Stein Says Banks with Stable Funding Advantaged in Buying Assets

Federal Reserve Governor Jeremy Stein said banks that rely on deposits for funding have an advantage over counterparts that rely on the shadow banking system, such as repurchase agreements, to finance investments in illiquid assets.

"Shadow banking money is much more run prone than bank money," Stein said in a speech today in Philadelphia. "Given its relatively stable nature, the banking model is better suited to investing in assets that are illiquid and subject to interim price volatility — that is, to fire-sale risk."

More than five years after the collapse of Lehman Brothers Holdings Inc., U.S. regulators are still grappling with how to reduce the risks from the loosely regulated so-called shadow banking system and lower the likelihood that taxpayers will need to bail out too-big-to-fail banks in a crisis.

"A stable deposit franchise gives a bank the ability to ride out transitory valuation changes of the sort that might come from noise-trader shocks or fire sales, without being forced to liquidate assets at temporarily depressed prices," Stein said.

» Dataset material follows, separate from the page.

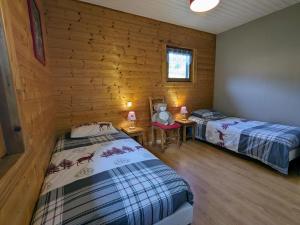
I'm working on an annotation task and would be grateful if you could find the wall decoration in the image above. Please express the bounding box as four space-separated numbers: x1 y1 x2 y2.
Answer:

"As a result, traditional banks with stable funding have an advantage relative to their shadow banking counterparts in holding those assets where transitory repricing risk is high for a given level of underlying fundamental cash flow risk," Stein said.

In his remarks to a joint luncheon of the American Economic Association and the American Finance Association, Stein didn't discuss monetary policy or the U.S. economic outlook. Fed Chairman Ben S. Bernanke is scheduled to speak today also in Philadelphia.

Stein, a former Harvard University economist who specializes in banking and finance, joined the Fed in May 2012 for a term lasting through January 2018.